In consideration of my application and voluntary participation in this Activity, for myself, my spouse, my executors, administrators, heirs, next of kin, successors, and assigns, I hereby agree as follows:
(A) EXCEPT AS PROVIDED IN SECTION (C), I WAIVE, RELEASE, AND DISCHARGE THE RELEASED PARTIES AND THEIR RESPECTIVE EMPLOYEES, VOLUNTEERS, AGENTS, REPRESENTATIVES, OR ANY OTHER INDIVIDUAL OR ENTITY ACTING AT THEIR DIRECTION OR ON THEIR BEHALF FROM ANY AND ALL CLAIMS, ACTIONS, CAUSES OF ACTION, DAMAGES, LOSSES OR EXPENSES, INCLUDING ATTORNEY’S FEES WHETHER REAL OR ASSERTED, OF EVERY KIND OR CHARACTER, ARISING OUT OF MY PARTICIPATION IN THE ACTIVITY. THIS WAIVER IS INTENDED TO RELEASE THE RELEASED PARTIES, THEIR OFFICERS, SERVANTS, AGENTS AND EMPLOYEES EVEN IF SAID INJURIES, DEATH OR OTHER DAMAGES ARE CAUSED IN WHOLE OR IN PART BY THE ALLEGED ACTS OF COMMISSION, OMISSION, NEGLIGENCE, GROSS NEGLIGENCE, BREACH OF CONTRACT, INTENTIONAL CONDUCT, VIOLATION OF STATUTE OR COMMON LAW, BREACH OF WARRANTY, PRODUCT DEFECT, STRICT PRODUCT LIABILITY, OR ANY OTHER CONDUCT WHATSOEVER OF THE RELEASED PARTIES, THEIR OFFICERS, SERVANTS, AGENTS OR EMPLOYEES.
(B) EXCEPT AS PROVIED IN SECTION (C), I AGREE TO INDEMNIFY, AND HOLD HARMLESS, THE RELEASED PARTIES FROM AND AGAINST ANY AND ALL LIABILITIES OR CLAIMS MADE AS A RESULT OF MY PARTICIPATION IN THIS ACTIVITY, AND PROMISE NOT TO BRING A CLAIM, LAWSUIT, OR OTHER CIVIL ACTION AGAINST ANY OF THE RELEASED PARTIES AS A RESULT OF MY PARTICIPATION IN THIS ACTIVITY, WHETHER CAUSED IN WHOLE OR IN PART BY ANY ACT, OMISSION, NEGLIGENCE, GROSS NEGLIGENCE, BREACH OF CONTRACT, INTENTIONAL CONDUCT, VIOLATION OF STATUTE OR COMMON LAW, BREACH OF WARRANTY, PRODUCT DEFECT, STRICT PRODUCT LIABILITY, OR ANY OTHER CONDUCT WHATSOEVER OF THE RELEASED PARTIES.
(C) THIS WAIVER SHALL NOT OPERATE TO RELEASE ANY CLAIMS FOR DAMAGES, LOSS OR INJURY SUSTAINED BY ME AGAINST THE ENTITY BY WHICH I AM EMPLOYED ON THE DAY OF THE ACTIVITY, IF SUCH DAMAGE, LOSS OR INJURY IS DEEMED TO ARISE OUT OF THE COURSE AND SCOPE OF MY EMPLOYMENT DURING THE ACTIVITY.
I acknowledge that the Released Parties are NOT responsible for any errors, omissions, acts, or failures to act of any party or entity conducting a specific activity on their behalf.
I acknowledge that this Activity may involve a test of a person's physical and mental limits and carries with it the potential for death, serious injury, and property loss. The risks include, but are not limited to: those caused by the premises, facilities, temperature, weather, condition of participants, equipment, vehicular traffic, lack of hydration, and actions of other people including but not limited to: the employees, volunteers, agents, and representatives of the Released Parties.

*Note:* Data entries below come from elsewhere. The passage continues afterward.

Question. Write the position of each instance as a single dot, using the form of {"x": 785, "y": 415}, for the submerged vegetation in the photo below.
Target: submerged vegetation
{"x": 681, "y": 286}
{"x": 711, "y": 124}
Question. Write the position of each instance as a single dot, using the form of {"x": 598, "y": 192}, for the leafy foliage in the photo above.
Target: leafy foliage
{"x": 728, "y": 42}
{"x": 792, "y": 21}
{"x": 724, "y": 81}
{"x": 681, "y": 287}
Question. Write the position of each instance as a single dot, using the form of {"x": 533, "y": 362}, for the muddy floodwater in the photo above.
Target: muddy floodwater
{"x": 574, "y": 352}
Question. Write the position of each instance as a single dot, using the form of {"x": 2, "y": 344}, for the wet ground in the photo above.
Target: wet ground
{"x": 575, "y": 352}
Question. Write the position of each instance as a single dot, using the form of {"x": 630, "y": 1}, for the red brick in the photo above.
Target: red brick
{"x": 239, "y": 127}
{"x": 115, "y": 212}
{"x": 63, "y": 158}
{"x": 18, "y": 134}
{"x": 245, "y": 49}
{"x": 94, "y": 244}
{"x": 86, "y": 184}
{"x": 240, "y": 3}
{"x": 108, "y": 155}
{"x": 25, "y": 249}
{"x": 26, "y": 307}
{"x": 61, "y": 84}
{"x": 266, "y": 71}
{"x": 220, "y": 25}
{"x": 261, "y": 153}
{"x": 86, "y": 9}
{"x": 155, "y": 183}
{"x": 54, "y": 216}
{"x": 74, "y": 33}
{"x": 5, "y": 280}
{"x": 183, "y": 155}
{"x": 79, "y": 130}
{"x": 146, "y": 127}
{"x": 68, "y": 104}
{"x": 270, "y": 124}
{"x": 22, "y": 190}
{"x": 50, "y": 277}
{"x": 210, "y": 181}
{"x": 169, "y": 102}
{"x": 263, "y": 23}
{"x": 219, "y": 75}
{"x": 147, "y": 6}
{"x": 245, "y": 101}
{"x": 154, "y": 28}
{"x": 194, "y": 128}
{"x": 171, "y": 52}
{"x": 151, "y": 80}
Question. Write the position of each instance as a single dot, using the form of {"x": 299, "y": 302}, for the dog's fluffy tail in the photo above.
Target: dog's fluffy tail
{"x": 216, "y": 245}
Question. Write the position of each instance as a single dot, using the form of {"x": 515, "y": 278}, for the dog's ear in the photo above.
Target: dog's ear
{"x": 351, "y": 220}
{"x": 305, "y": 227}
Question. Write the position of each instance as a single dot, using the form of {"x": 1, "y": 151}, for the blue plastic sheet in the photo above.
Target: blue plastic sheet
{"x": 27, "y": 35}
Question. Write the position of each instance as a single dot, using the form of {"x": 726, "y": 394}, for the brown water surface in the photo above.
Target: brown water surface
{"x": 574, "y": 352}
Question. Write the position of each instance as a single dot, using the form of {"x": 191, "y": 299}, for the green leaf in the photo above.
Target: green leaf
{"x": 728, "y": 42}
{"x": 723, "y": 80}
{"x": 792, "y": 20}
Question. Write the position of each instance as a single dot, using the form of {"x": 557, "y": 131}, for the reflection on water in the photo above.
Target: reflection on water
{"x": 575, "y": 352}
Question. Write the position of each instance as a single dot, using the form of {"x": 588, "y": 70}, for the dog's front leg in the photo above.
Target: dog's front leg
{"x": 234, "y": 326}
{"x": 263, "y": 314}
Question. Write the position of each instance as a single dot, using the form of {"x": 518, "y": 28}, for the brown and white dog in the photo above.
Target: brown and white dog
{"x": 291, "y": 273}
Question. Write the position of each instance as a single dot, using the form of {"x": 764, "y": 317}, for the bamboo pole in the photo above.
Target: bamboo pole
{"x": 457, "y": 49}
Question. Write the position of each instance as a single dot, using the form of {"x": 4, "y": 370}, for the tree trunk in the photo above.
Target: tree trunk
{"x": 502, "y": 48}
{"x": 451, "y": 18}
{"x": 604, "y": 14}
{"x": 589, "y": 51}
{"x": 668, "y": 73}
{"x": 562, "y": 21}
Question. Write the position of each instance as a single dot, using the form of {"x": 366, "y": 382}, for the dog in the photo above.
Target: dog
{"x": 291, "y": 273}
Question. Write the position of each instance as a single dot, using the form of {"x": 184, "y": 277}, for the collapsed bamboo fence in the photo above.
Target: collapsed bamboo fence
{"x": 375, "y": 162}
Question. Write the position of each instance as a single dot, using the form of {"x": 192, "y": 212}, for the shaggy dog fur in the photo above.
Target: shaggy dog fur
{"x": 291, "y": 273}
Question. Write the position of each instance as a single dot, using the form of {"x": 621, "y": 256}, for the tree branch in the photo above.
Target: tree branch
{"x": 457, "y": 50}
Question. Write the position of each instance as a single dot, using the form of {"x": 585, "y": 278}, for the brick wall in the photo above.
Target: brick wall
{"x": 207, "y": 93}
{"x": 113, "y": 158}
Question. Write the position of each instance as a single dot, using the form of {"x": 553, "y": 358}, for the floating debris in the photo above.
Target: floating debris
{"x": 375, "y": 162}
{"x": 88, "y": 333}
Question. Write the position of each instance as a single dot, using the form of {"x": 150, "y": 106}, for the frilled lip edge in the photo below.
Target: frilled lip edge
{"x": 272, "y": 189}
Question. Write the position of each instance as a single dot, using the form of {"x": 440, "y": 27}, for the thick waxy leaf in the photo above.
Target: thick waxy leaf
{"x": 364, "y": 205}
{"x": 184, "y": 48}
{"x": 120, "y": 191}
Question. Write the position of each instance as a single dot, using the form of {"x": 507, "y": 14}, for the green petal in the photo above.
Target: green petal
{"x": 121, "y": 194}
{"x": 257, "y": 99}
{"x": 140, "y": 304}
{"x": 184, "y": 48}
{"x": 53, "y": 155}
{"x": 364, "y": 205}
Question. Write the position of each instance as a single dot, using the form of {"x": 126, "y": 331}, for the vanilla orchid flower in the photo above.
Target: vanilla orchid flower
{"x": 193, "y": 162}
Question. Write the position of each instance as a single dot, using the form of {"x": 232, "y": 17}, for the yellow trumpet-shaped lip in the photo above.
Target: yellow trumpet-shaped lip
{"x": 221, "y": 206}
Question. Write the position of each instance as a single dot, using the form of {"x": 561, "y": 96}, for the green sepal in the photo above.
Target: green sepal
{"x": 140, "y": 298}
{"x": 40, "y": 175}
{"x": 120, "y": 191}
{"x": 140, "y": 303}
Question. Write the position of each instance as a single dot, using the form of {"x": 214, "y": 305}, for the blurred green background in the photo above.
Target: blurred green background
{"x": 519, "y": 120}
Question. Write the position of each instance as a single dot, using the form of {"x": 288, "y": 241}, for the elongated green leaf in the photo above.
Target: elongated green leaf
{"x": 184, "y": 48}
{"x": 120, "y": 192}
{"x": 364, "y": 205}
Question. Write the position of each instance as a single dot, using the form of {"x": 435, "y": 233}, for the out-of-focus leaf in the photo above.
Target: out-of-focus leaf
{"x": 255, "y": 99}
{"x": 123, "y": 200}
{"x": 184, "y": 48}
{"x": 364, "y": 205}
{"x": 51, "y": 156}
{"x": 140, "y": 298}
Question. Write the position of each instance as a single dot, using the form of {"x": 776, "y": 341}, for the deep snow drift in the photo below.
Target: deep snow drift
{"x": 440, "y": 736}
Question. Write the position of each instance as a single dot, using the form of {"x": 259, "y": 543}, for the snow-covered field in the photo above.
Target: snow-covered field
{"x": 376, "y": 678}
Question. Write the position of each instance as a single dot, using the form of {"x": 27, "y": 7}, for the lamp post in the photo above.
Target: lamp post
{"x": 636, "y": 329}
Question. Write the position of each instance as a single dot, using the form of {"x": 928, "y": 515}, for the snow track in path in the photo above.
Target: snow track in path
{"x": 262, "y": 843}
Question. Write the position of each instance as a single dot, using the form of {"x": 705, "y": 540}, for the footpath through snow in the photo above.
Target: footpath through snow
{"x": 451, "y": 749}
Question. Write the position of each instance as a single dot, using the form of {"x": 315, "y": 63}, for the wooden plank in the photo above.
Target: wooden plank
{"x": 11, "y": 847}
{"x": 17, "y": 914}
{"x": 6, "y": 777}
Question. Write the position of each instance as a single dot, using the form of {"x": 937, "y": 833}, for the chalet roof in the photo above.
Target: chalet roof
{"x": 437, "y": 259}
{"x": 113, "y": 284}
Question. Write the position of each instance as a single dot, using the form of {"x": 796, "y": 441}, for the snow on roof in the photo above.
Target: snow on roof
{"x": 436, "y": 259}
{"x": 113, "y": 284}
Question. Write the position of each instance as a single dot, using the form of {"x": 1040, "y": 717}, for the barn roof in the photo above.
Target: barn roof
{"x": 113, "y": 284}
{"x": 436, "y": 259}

I hereby consent to receive medical treatment which may be deemed advisable in the event of injury, accident, and/or illness during this Activity and that any medical or other insurance for myself will be insurance of first resort before contribution of any other insurance for any other person or entity, including accidental death and dismemberment insurance and accidental medical insurance. I understand while participating in this Activity, I may be photographed. I agree to allow my photo, video, or film image or likeness to be used for any legitimate and lawful purposes by the Released Parties. This Waiver, Release and Indemnity Agreement shall be construed broadly to provide a release and waiver to the maximum extent permissible under applicable law.
I CERTIFY THAT I HAVE READ THIS DOCUMENT AND I FULLY UNDERSTAND ITS CONTENT. I AM AWARE THAT THIS IS A RELEASE OF LIABILITY AND A CONTRACT AND I SIGN IT OF MY OWN FREE WILL.